Description
1 Classification with Vision Transformer (ViT)
[5% of the total weight]
For Part 1, you are required to implement a Vision Transformer (ViT) and perform classification
tasks on the CIFAR-10 dataset. The file vit submission.py contains incomplete code for the ViT
model and the training function. Marks are allocated to different parts of the incomplete implementation, and your task is to complete the missing code and train the ViT model on the CIFAR-10
train dataset for submission.
You are given vit submission.py and vit main.py. Please do not make any changes to
vit main.py as you will not be submitting this file. vit submission.py provides the template
code to start your implementation with specific requirements in the comment sections. In addition
to completing the code for ViT training, there are a few additional requirements:
• During training, at least 3 data augmentation techniques must be applied.
• During training, a learning rate scheduler must be used.
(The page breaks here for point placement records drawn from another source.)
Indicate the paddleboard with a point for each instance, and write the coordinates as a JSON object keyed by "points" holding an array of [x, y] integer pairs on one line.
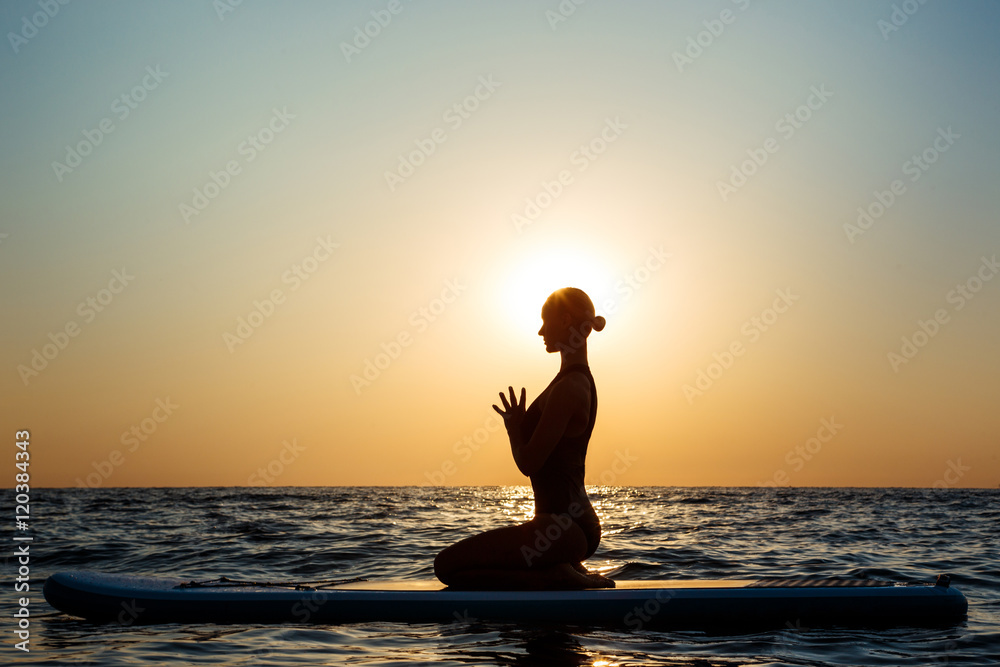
{"points": [[784, 602]]}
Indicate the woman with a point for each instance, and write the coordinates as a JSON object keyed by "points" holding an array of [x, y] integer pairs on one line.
{"points": [[549, 444]]}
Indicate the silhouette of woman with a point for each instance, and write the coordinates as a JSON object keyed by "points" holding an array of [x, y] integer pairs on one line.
{"points": [[549, 444]]}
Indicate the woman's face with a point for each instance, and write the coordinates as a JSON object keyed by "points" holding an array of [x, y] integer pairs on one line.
{"points": [[555, 329]]}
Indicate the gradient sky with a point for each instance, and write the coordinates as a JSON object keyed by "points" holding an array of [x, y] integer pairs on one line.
{"points": [[641, 124]]}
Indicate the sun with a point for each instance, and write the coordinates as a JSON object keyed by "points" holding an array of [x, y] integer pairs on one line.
{"points": [[534, 275]]}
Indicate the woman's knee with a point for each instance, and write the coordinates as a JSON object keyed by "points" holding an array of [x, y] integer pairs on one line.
{"points": [[558, 539]]}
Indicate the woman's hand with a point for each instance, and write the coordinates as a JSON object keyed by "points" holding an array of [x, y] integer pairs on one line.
{"points": [[513, 412]]}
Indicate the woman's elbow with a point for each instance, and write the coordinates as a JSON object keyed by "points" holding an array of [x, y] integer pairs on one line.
{"points": [[527, 467]]}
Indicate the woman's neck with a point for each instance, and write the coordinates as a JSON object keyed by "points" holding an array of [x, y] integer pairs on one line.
{"points": [[573, 357]]}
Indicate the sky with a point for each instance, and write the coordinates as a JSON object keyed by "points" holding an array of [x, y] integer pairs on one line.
{"points": [[272, 243]]}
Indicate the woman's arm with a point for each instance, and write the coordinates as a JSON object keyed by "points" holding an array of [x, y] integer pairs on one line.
{"points": [[568, 396]]}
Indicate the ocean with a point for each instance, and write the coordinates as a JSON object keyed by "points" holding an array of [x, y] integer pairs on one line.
{"points": [[395, 532]]}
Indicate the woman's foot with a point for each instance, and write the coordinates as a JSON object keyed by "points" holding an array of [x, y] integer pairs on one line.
{"points": [[592, 579]]}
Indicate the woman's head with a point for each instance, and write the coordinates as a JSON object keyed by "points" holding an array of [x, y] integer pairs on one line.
{"points": [[568, 318]]}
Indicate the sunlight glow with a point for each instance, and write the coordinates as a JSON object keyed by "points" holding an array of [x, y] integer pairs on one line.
{"points": [[537, 274]]}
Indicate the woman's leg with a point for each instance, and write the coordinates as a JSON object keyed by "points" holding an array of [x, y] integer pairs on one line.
{"points": [[543, 553]]}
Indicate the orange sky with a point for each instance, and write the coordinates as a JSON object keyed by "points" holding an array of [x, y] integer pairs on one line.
{"points": [[237, 253]]}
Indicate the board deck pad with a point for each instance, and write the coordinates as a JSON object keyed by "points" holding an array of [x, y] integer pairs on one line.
{"points": [[636, 604]]}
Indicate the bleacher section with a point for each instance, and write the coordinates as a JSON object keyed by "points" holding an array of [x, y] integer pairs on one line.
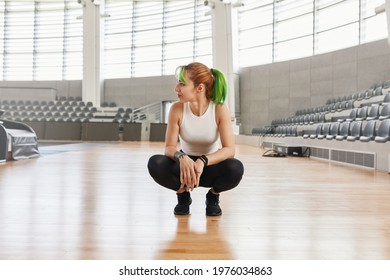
{"points": [[72, 119], [352, 129], [17, 141]]}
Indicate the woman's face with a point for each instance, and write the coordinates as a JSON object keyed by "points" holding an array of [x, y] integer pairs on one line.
{"points": [[185, 90]]}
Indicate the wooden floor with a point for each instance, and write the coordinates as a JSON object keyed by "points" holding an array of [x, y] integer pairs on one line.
{"points": [[97, 201]]}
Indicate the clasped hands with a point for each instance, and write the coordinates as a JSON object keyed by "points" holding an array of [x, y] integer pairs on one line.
{"points": [[190, 172]]}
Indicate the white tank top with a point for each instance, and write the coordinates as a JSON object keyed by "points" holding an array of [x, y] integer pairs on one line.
{"points": [[199, 135]]}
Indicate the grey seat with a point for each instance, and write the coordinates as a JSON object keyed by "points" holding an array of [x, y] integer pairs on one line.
{"points": [[383, 132], [386, 99], [362, 113], [373, 112], [356, 131], [385, 112], [325, 131], [352, 115], [333, 131], [344, 131], [368, 133], [317, 132]]}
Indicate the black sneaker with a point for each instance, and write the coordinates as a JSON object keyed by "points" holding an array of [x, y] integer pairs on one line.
{"points": [[183, 204], [212, 205]]}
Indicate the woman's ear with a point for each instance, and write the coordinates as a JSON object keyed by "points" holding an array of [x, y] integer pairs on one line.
{"points": [[200, 87]]}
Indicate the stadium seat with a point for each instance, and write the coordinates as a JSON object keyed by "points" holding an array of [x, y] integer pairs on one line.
{"points": [[368, 133], [356, 131], [383, 132]]}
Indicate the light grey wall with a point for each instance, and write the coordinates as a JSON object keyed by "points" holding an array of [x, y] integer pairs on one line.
{"points": [[138, 92], [37, 90], [267, 92], [278, 90]]}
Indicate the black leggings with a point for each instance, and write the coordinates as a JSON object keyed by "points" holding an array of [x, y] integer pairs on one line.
{"points": [[221, 177]]}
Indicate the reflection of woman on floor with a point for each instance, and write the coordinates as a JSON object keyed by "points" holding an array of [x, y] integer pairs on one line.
{"points": [[202, 123], [193, 245]]}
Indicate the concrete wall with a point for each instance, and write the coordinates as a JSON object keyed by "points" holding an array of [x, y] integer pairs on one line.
{"points": [[278, 90]]}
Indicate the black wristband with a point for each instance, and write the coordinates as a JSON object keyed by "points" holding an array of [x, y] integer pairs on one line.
{"points": [[204, 159], [178, 155]]}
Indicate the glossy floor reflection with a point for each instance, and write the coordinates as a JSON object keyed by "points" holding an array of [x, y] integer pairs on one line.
{"points": [[189, 243], [98, 202]]}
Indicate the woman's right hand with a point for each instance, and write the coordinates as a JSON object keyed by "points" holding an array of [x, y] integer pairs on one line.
{"points": [[188, 176]]}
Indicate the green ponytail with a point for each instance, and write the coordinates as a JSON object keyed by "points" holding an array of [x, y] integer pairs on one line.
{"points": [[213, 79], [219, 92]]}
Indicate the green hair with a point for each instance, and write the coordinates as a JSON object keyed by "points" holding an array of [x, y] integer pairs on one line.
{"points": [[213, 79], [220, 87]]}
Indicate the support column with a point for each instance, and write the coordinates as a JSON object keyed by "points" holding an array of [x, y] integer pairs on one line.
{"points": [[92, 85], [387, 8], [224, 51]]}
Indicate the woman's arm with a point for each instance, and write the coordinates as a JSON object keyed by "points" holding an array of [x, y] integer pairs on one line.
{"points": [[172, 132], [188, 176], [222, 116]]}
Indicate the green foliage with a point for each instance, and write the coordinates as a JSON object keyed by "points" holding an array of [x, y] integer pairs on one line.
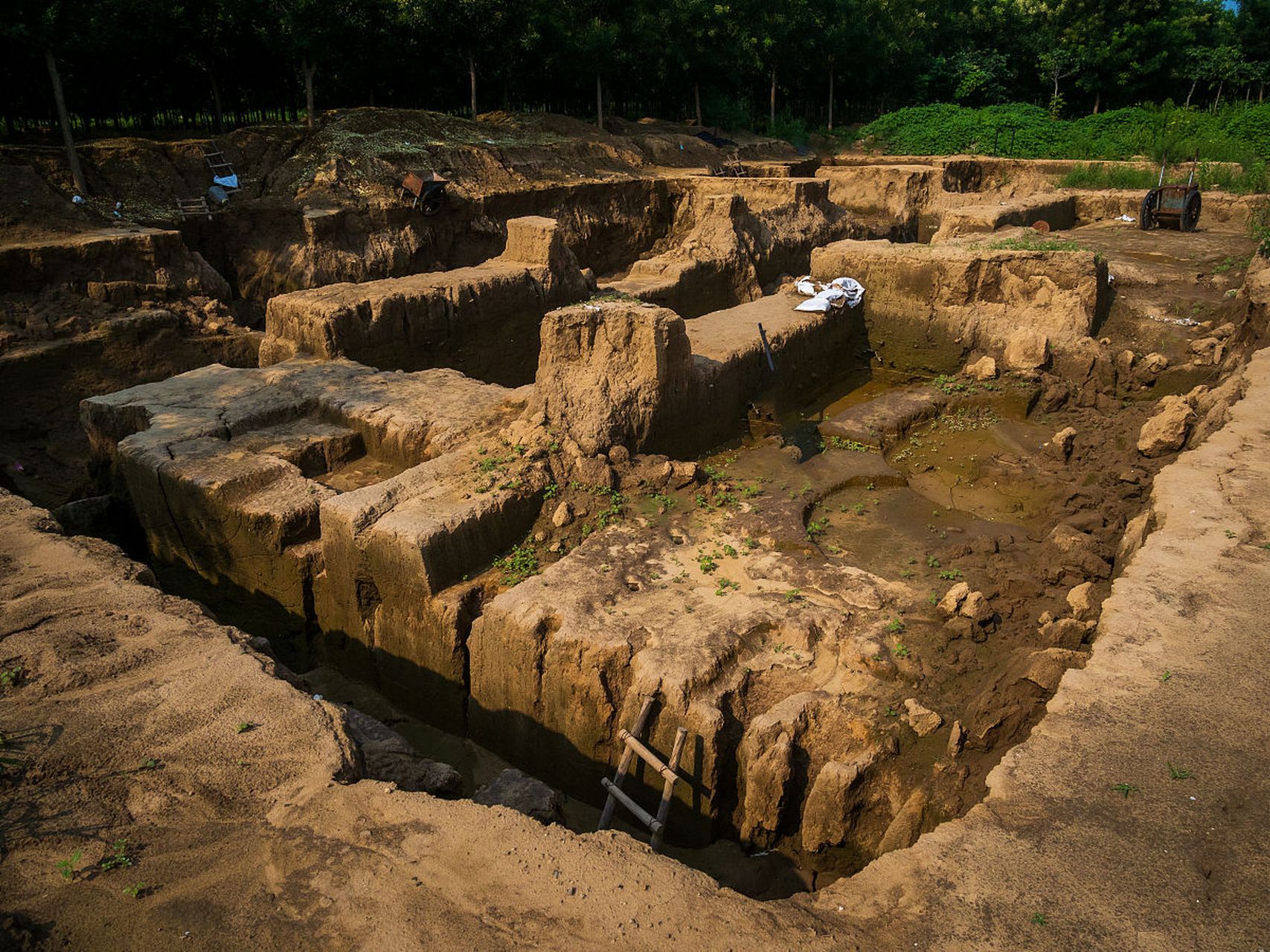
{"points": [[724, 584], [853, 445], [1237, 134], [118, 858], [520, 564], [1034, 244], [66, 867]]}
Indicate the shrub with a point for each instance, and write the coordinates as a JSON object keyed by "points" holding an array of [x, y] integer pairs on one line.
{"points": [[1239, 134]]}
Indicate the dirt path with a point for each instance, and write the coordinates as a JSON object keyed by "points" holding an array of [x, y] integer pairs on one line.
{"points": [[244, 839]]}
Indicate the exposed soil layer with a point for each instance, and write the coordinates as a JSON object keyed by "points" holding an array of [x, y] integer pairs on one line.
{"points": [[853, 553]]}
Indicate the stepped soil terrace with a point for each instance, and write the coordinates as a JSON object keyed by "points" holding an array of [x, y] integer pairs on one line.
{"points": [[463, 506]]}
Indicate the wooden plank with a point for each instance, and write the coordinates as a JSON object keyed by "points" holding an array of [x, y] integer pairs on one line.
{"points": [[647, 756], [639, 813], [606, 817]]}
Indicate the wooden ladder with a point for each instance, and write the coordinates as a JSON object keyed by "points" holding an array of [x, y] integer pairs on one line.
{"points": [[193, 208], [634, 747], [217, 164]]}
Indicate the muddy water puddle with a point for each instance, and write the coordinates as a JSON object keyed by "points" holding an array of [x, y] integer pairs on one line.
{"points": [[365, 472], [981, 466]]}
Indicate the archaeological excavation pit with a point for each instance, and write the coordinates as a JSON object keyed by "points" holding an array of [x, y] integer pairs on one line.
{"points": [[497, 506]]}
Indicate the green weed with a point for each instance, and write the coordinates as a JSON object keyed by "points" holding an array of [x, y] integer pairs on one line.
{"points": [[66, 867], [520, 564]]}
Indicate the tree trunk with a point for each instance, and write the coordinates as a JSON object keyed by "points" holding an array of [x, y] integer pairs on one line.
{"points": [[310, 69], [219, 123], [831, 95], [772, 111], [65, 120]]}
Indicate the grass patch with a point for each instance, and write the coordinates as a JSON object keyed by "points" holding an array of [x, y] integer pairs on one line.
{"points": [[1036, 244], [1236, 134], [519, 565]]}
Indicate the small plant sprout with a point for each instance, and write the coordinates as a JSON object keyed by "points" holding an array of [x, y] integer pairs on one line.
{"points": [[120, 858], [66, 867]]}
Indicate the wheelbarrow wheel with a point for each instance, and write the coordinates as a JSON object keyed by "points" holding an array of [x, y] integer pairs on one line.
{"points": [[1190, 212], [1147, 213]]}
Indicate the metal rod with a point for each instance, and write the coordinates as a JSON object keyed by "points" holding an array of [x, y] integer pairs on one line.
{"points": [[606, 817], [767, 350], [639, 813], [663, 810]]}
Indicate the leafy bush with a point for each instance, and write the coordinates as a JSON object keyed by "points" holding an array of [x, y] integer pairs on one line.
{"points": [[1100, 176], [1237, 134]]}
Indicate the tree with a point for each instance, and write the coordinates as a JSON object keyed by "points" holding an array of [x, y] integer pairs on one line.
{"points": [[314, 32], [48, 27]]}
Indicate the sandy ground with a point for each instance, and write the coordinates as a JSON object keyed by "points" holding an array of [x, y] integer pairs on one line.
{"points": [[248, 839]]}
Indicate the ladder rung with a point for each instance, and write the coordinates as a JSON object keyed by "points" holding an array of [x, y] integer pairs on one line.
{"points": [[648, 756], [641, 814]]}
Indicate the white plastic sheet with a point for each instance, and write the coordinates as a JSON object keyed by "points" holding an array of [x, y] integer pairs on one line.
{"points": [[840, 292]]}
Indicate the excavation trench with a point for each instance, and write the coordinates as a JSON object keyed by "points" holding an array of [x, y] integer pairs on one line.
{"points": [[962, 492], [856, 598]]}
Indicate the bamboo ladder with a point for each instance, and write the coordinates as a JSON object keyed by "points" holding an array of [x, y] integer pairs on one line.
{"points": [[634, 747], [217, 164]]}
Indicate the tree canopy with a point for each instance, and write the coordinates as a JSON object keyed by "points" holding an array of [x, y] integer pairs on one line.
{"points": [[186, 61]]}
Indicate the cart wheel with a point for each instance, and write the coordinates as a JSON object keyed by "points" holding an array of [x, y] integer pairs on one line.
{"points": [[1190, 212], [1147, 213]]}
Failure to meet any of the above requirements will result in mark deductions for the respective
parts.
1.1 Grading
Please note that your code will not be debugged during grading, and there is no runtime penalty
for this part. However, any submission that fails to run or achieves an accuracy below the
specified accuracy threshold will receive no marks. More details on the marking criteria for
Part 1 are provided below:
• Code (2.5% out of 5%): Your code will be assessed for correctness. All missing components
in vit submission.py must be completed to receive full marks for this part. Partial marks may
be assigned based on the correctness of the implementation.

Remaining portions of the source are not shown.